Conferência “Atos para a democracia cultural” © Carlos Porfírio

“A democracia cultural só vai acontecer se nós, das instituições, mudarmos, não são os outros. O ónus está em nós”, considera Dália Paulo, diretora municipal de Cultura de Loulé. Para concretizar a democracia cultural defende que a ação deve focar-se em três “Ds”: “derrubar preconceitos, hábitos, modos de fazer, derrubar aquilo que é um certo atavismo e uma certa educação formal para a cultura”; dialogar, tendo em atenção que para haver um verdadeiro diálogo tem de haver escuta; e, por fim, doar, “doarmo-nos ao outro”, numa aproximação ao que é diferente de nós. É um caminho, conclui. 

Se algo fica claro é que ainda há muito por fazer. E todos concordam que as tentativas, ainda que com erros e desilusões, têm sempre algo bom. “Interessa-nos muito trabalhar com todas as pessoas e escutar. É sempre novo, há muitas coisas que não sabemos, que não dominamos, mas que vamos descobrir em conjunto. Há imprevisibilidade, claro, mas o encontro é isso. E é isso que nos move”, diz Lara Soares, uma das fundadoras da Burilar – Processos Criativos na Mediação de Públicos, que prefere sempre sentir-se desinquietada a ficar no conforto do sofá. “Temos andado muito sobre a ideia de sermos mais felizes e de tornarmos os locais onde trabalhamos mais felizes.”

Conferência “Atos para a democracia cultural” © Carlos Porfírio

“As pessoas têm muita vontade de participar”, afirma Ana Bragança. “Não sabem que o podem fazer e têm muito medo de falar porque acham que não têm nada a acrescentar.
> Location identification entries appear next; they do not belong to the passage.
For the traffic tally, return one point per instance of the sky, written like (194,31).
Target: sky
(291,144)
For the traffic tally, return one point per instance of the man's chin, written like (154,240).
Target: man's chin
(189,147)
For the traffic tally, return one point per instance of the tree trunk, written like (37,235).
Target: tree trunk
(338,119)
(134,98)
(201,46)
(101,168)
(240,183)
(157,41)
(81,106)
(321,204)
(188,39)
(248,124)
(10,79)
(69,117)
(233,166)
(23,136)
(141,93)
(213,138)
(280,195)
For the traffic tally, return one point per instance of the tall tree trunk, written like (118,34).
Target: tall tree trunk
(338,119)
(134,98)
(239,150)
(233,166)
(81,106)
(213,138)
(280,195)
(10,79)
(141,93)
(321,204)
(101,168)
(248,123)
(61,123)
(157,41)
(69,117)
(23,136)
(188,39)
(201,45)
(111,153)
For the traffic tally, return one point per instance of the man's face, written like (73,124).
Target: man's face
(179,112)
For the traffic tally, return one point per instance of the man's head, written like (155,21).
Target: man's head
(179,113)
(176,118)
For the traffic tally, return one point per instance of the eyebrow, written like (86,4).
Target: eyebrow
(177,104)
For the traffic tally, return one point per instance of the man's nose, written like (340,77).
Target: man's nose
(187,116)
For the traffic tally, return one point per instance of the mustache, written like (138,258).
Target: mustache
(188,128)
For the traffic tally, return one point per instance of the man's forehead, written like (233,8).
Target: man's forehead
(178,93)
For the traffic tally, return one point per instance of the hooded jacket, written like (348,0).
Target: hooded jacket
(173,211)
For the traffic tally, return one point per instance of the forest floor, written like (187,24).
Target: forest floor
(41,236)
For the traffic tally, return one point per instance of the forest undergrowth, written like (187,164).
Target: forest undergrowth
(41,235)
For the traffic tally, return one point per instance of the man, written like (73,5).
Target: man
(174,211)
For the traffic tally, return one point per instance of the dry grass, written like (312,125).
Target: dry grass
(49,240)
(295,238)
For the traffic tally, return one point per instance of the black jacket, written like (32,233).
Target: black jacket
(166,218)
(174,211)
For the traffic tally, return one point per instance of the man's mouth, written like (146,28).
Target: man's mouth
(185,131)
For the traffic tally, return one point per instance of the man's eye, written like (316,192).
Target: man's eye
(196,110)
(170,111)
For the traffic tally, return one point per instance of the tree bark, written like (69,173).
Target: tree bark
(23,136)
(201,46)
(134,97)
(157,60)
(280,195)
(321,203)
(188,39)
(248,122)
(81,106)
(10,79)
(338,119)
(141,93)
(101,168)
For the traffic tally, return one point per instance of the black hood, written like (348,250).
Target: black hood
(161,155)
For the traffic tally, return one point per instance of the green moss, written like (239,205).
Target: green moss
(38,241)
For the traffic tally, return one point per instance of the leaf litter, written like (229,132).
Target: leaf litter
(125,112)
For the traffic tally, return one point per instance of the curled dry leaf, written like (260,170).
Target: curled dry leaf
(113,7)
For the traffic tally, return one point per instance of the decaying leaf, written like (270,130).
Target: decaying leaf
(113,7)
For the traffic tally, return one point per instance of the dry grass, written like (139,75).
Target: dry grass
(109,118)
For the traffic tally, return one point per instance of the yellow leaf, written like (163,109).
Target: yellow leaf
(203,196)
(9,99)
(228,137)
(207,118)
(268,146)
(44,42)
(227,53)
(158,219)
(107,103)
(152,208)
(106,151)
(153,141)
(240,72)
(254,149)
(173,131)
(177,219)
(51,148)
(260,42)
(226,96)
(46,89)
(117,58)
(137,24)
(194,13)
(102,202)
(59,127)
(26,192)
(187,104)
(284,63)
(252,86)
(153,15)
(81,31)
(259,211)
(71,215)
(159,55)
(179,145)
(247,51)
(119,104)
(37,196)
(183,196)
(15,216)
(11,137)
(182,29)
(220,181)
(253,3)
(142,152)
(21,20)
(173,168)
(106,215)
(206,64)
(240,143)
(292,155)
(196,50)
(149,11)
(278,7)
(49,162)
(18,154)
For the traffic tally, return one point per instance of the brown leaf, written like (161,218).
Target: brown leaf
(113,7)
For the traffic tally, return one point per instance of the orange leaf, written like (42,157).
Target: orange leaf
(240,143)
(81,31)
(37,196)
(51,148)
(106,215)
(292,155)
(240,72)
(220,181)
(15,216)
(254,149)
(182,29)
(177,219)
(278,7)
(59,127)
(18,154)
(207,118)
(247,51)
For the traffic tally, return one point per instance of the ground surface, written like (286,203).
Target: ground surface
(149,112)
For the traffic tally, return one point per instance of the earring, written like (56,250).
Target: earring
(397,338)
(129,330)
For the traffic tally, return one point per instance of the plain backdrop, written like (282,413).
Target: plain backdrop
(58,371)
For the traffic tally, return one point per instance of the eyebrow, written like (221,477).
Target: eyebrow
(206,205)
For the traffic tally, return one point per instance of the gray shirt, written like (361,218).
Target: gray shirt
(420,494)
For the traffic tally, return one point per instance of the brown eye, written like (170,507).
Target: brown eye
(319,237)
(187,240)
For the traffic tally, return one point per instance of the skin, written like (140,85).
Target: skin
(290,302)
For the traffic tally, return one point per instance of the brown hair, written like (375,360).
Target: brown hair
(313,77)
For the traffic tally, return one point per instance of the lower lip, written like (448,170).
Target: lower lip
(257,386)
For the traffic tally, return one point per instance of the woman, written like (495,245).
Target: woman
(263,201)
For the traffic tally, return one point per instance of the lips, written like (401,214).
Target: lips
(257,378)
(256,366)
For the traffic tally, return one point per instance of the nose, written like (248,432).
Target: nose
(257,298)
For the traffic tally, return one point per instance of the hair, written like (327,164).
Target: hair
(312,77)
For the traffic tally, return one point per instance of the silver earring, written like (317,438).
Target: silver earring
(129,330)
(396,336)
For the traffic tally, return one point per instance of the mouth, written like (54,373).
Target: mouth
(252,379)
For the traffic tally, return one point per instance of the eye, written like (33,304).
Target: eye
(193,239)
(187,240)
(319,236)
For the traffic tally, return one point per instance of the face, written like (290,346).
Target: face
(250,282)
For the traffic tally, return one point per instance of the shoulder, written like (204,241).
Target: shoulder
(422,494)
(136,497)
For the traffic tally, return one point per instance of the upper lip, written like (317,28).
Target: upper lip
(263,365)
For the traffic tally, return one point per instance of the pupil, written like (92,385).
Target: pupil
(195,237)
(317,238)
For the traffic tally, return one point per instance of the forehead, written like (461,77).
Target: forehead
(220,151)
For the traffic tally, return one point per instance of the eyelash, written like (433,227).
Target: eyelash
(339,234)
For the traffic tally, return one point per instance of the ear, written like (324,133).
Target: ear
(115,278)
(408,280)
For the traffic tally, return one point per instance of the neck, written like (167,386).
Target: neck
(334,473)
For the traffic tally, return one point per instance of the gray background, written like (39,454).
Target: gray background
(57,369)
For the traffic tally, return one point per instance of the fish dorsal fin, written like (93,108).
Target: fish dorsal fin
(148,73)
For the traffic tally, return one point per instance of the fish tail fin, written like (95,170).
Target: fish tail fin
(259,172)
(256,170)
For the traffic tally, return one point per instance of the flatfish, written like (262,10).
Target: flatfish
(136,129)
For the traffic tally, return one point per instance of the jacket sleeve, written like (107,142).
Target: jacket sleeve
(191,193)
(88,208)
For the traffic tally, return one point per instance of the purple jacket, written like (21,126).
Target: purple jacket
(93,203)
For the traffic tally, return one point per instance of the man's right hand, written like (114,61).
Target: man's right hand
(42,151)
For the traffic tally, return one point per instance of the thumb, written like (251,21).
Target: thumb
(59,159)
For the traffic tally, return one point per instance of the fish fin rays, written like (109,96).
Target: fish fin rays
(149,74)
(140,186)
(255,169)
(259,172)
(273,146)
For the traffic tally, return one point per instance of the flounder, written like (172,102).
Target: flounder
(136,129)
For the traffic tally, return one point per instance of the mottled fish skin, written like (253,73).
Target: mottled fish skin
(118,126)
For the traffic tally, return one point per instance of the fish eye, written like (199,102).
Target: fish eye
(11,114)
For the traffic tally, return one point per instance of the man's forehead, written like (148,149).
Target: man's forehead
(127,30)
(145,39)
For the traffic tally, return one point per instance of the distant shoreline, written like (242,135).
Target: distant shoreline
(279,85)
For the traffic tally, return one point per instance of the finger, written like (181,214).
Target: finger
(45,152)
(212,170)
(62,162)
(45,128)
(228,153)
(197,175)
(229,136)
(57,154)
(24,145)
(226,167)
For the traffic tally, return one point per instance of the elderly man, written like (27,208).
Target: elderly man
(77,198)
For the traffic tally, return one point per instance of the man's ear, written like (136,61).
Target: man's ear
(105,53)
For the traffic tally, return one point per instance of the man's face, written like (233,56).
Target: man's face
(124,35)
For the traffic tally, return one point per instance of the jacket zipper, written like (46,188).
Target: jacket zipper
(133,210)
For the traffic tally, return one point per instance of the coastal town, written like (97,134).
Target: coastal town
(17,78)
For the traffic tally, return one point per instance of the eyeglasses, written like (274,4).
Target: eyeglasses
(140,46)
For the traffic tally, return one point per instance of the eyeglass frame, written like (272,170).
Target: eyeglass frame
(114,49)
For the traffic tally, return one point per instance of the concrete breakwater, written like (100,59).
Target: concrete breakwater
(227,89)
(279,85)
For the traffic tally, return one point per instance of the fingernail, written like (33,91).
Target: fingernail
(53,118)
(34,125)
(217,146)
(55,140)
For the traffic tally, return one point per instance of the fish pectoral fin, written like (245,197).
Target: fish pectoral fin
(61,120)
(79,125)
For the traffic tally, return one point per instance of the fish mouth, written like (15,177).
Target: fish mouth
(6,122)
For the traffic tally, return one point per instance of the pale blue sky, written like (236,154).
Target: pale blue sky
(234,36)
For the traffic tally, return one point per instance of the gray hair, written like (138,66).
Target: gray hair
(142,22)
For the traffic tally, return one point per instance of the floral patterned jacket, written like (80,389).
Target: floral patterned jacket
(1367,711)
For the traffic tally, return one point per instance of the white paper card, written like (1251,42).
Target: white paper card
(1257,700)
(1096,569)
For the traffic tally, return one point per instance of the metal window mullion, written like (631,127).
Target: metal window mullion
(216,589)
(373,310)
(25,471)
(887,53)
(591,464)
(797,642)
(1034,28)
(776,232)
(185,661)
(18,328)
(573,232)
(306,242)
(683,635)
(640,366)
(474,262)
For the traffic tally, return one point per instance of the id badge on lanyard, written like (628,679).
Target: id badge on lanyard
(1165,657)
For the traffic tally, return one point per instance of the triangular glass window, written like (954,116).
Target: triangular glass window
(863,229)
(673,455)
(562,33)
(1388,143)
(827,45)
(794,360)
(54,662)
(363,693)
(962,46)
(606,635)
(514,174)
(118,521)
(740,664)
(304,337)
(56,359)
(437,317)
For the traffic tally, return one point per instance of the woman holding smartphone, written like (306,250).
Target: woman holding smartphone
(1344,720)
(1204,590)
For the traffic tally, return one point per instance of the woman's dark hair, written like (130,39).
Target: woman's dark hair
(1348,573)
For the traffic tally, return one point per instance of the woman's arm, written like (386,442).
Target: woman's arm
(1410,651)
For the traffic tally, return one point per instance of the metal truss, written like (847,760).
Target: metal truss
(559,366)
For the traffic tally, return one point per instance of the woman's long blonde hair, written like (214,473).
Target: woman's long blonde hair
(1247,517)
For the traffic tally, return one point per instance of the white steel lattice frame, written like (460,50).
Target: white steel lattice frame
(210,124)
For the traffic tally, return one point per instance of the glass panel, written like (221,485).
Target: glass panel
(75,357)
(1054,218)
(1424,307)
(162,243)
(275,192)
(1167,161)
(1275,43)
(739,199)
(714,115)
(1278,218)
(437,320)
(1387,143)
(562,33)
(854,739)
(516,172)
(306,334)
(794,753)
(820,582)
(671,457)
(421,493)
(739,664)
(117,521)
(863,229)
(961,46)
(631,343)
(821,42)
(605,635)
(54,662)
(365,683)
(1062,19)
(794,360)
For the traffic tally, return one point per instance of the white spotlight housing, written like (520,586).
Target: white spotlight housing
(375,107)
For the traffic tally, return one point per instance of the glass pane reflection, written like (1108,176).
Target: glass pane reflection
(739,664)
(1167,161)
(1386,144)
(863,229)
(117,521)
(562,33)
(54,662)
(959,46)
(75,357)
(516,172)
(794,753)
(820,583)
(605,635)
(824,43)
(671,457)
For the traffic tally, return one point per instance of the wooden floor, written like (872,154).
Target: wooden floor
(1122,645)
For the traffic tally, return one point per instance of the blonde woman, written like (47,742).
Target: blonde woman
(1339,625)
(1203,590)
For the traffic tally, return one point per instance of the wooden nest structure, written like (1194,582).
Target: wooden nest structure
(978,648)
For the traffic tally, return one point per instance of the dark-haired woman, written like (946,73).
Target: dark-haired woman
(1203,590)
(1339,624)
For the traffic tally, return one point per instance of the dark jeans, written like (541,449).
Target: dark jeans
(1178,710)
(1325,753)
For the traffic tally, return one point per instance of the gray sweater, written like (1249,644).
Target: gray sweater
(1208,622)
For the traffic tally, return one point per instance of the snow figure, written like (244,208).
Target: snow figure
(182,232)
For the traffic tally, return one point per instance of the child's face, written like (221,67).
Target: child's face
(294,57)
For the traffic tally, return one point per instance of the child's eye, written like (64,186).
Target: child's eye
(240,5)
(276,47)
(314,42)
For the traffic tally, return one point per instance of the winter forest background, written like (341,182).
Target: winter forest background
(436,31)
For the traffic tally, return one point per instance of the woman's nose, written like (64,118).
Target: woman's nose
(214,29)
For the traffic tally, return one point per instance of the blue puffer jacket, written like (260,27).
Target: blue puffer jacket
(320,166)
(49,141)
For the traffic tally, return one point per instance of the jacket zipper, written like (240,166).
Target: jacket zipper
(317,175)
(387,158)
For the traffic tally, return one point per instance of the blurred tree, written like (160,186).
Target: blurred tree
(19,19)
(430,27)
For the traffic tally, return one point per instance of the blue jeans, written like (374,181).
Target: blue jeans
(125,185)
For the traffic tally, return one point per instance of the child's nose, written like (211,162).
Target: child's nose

A magia acontece quando as pessoas se sentem ouvidas.” Para esta criadora, os projetos em que participa, ainda que tenham falhas, não podem ser considerados falhanços: “Acontecem sempre coisas que podem parecer pequenas mas são gigantes”, diz. Os “legados” podem ser simplesmente “encontros que nunca aconteceriam se aquelas duas pessoas não entrassem naquele projeto, se calhar nem reparariam uma na outra, vidas que mudam, pessoas que arriscam a fazer algo que nunca tinha pensado”. 

“A magia acontece quando as pessoas se sentem ouvidas.”

A tensão faz parte do mundo da diferença, mas isso é positivo, concorda Marcus Faustini: “Toda a vez que a cultura tensiona a arte, a arte melhora”. “O diálogo é difícil mas precisamos trabalhar com a diferença, não podemos trabalhar só com os iguais. Temos que criar espaços de contradição, saber lidar com a crítica. Demora tempo, temos de ter muita paciência. O mediador tem de ter prazer na escuta, mesmo na escuta que bate nele.” Que isso não o (nos) faça desistir. Se quer produzir transformação e contribuir de facto para a democracia cultural, o mediador tem de estar dentro e trabalhar a partir de dentro, essa é a premissa: “Não tem ilha”.